Scroll untuk membaca artikel
Hernawan | Fachry Fadillah
Sampul Buku "Gitahati di Santorini" karya Arthur S. Nalan (Dok. Pribadi/Fachry Fadillah)

Selain dapat menghibur, membaca karya sastra juga dapat menambah wawasan dan pengetahuan kita. Sebagai sebuah produk dari suatu budaya, karya sastra tentu tak dapat dipisahkan dari berbagai aspek dalam diri penulisnya, seperti halnya pengalaman, wawasan, pengetahuan, budaya, dan/atau realitas sosialnya.

Berbicara tentang karya sastra, pada kesempatan kali ini saya akan mengulas sebuah novel karya salah satu pengarang Indonesia yang memiliki sifat estetis (menghibur) serta keluasan pengetahuan dan wawasan di dalamnya, terutama dalam hal budaya. Penasaran dengan novel yang akan saya ulas? Silakan baca artikel ini sampai tuntas!

Novel yang akan saya ulas pada kesempatan kali ini ialah sebuah novel karya Arthur S. Nalan yang berjudul Gitahati di Santorini. Adapun novel ini pertama kali diterbitkan pada tahun 2019 oleh Penerbit Adika, yang berlokasi di Bandung. Pada novel ini, terdapat tiga belas bagian dengan beberapa sub-bagian yang terdapat dalam salah satu bagiannya, yaitu pada bagian kesembilan.

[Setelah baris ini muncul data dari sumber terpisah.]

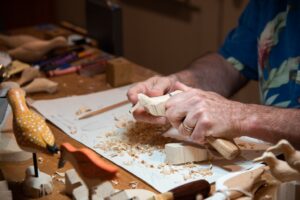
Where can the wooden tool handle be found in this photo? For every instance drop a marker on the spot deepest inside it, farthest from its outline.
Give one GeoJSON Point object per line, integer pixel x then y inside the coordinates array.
{"type": "Point", "coordinates": [190, 190]}
{"type": "Point", "coordinates": [225, 147]}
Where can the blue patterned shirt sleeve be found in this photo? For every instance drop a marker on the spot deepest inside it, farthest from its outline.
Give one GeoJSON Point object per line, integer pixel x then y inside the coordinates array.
{"type": "Point", "coordinates": [240, 46]}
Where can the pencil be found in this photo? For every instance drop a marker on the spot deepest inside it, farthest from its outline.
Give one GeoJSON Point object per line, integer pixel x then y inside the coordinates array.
{"type": "Point", "coordinates": [102, 110]}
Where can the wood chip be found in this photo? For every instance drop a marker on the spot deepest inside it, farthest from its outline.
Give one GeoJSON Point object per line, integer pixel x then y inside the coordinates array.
{"type": "Point", "coordinates": [82, 110]}
{"type": "Point", "coordinates": [114, 182]}
{"type": "Point", "coordinates": [133, 184]}
{"type": "Point", "coordinates": [61, 174]}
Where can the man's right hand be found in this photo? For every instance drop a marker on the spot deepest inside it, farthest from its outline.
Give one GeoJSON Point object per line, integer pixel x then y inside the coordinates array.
{"type": "Point", "coordinates": [155, 86]}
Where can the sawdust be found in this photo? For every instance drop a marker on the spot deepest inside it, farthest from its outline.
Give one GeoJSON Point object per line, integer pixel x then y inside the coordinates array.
{"type": "Point", "coordinates": [139, 138]}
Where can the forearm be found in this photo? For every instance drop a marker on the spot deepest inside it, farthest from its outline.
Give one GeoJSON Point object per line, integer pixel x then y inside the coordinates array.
{"type": "Point", "coordinates": [271, 124]}
{"type": "Point", "coordinates": [212, 73]}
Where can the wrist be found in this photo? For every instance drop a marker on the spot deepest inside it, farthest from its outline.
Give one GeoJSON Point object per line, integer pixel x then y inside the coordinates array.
{"type": "Point", "coordinates": [244, 119]}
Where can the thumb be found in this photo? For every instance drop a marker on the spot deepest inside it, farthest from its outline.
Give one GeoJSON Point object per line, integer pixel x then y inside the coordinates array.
{"type": "Point", "coordinates": [181, 86]}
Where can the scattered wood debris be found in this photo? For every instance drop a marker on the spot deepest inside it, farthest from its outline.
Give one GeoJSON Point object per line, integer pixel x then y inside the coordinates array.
{"type": "Point", "coordinates": [82, 110]}
{"type": "Point", "coordinates": [139, 139]}
{"type": "Point", "coordinates": [133, 184]}
{"type": "Point", "coordinates": [114, 182]}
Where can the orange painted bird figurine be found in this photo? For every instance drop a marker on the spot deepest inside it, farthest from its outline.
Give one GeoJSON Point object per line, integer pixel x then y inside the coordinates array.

Sedangkan mengenai judul pada setiap bagian novel ini, penulis menggunakan judul dalam bahasa Indonesia yang diikuti oleh judul dalam bahasa Turki. Sementara itu, berdasarkan judul novel ini, Gitahati di Santorini berarti Nyanyian Hati di Santorini ("gita hati" berarti "nyanyian hati", sedangkan Santorini merupakan sebuah pulau bundar yang termasuk ke dalam wilayah Yunani).

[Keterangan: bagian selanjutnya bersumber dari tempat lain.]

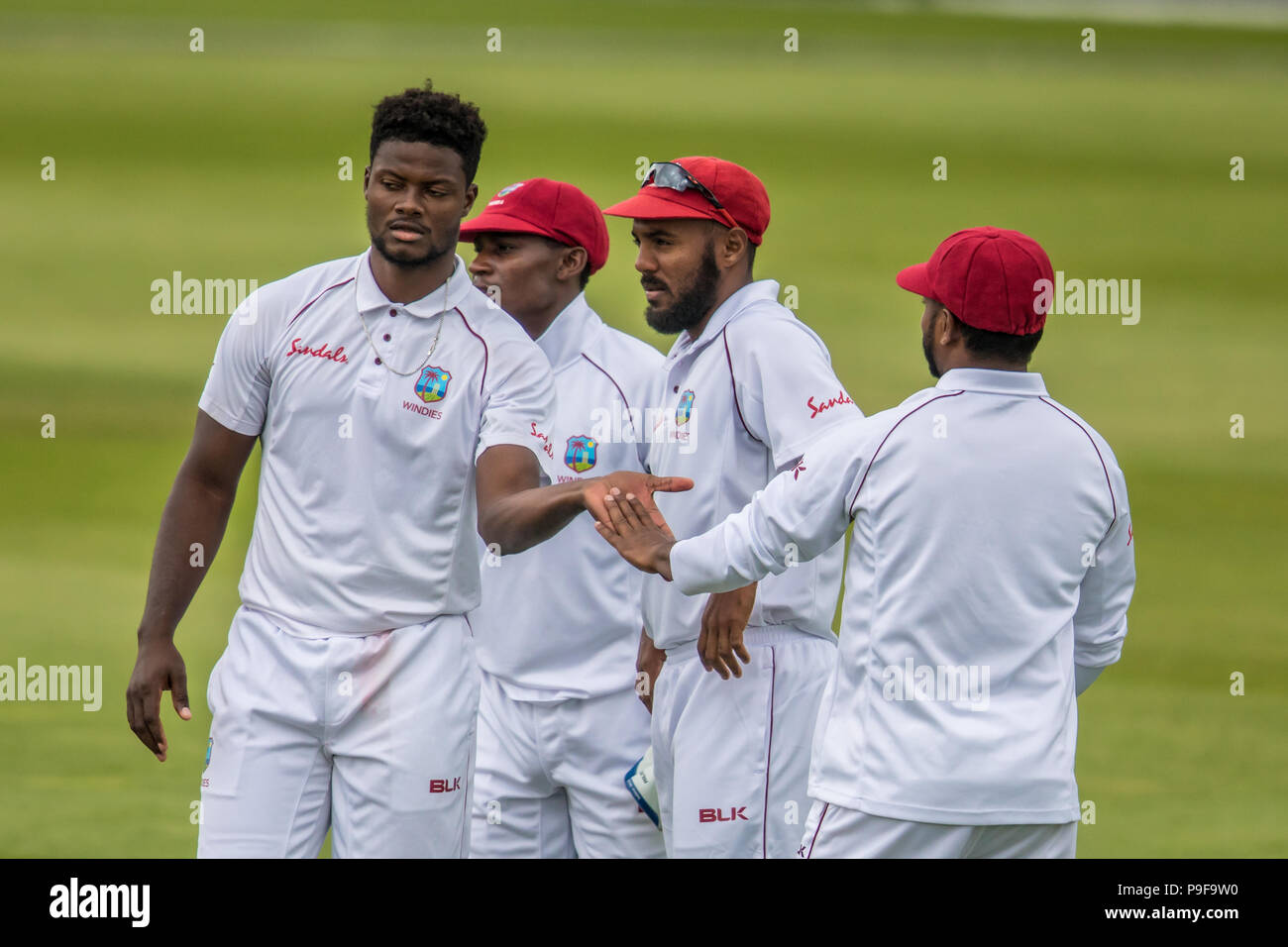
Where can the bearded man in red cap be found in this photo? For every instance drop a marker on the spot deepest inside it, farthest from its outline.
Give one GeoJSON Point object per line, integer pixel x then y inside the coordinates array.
{"type": "Point", "coordinates": [558, 626]}
{"type": "Point", "coordinates": [988, 582]}
{"type": "Point", "coordinates": [745, 390]}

Pada bagian pertama novel ini, yaitu Catatan Kenangan atau yang dalam bahasa Turki berarti Anilar Notu, narator cerita sekaligus tokoh utama dalam novel ini, Asmaradarma, menceritakan kenangannya ketika ia pergi ke Pulau Kreta di Yunani untuk menghadiri festival wayang dunia bersama koleganya yang bernama Wanda Ajenan. Adapun Asmaradarma merupakan seorang pengarang lakon sekaligus perupa wayang; sedangkan Wanda Ajenan merupakan seorang dalang yang dulunya merupakan mahasiswa Asmaradarma.

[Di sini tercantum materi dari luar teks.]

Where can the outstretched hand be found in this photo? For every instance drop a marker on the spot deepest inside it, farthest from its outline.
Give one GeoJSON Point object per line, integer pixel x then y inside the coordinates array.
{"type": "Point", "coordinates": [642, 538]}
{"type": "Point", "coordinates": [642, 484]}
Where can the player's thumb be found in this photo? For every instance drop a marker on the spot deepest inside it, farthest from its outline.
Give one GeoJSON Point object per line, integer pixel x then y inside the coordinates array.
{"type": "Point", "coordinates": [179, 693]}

Pada saat sedang mendalang di sebuah pesta pernikahan, Wanda Ajenan diceritakan mendapat tawaran dari Pak Oyek, seorang duta besar di Athena yang juga pecinta wayang, untuk menghadiri festival wayang internasional di Pulau Kreta. Oleh karena itu, setelah mendapat tawaran tersebut, Wanda Ajenan segera menghubungi Asmaradarma yang merupakan koleganya sekaligus mantan dosennya untuk bersama-sama menyiapkan sebuah konsep pagelaran wayang, untuk dipertunjukkan pada festival wayang internasional nanti.

Singkat cerita, setelah Wanda berhasil melobi Pak Oyek untuk mengongkosi perjalanan mereka pulang-pergi antara Indonesia dan Yunani, mereka berangkat. Mereka berangkat secara terbatas, hanya empat orang, yaitu Asmaradarma, Wanda Ajenan, serta Bobong dan Jendi selaku komposer musik. Saat tiba di Athena, mereka disambut oleh keluarga Pak Oyek dengan hangat, lalu mereka melanjutkan perjalanan ke Pulau Kreta dengan didampingi oleh seorang penerjemah cantik bernama Alisca.

Di Pulau Kreta, mereka langsung menuju Heraklion, Ibukota Pulau Kreta, dan bertemu dengan ketua panitia festival wayang internasional bernama Zeno, seorang wanita paruh baya nan cantik yang tampaknya langsung memikat hati Asmaradarma. Setelah beberapa saat berbincang, mereka semua diajak oleh Zeno untuk makan siang di rumah seorang dalang wayang Karagoz ternama di Pulau Kreta, yang bernama Omet Muellif.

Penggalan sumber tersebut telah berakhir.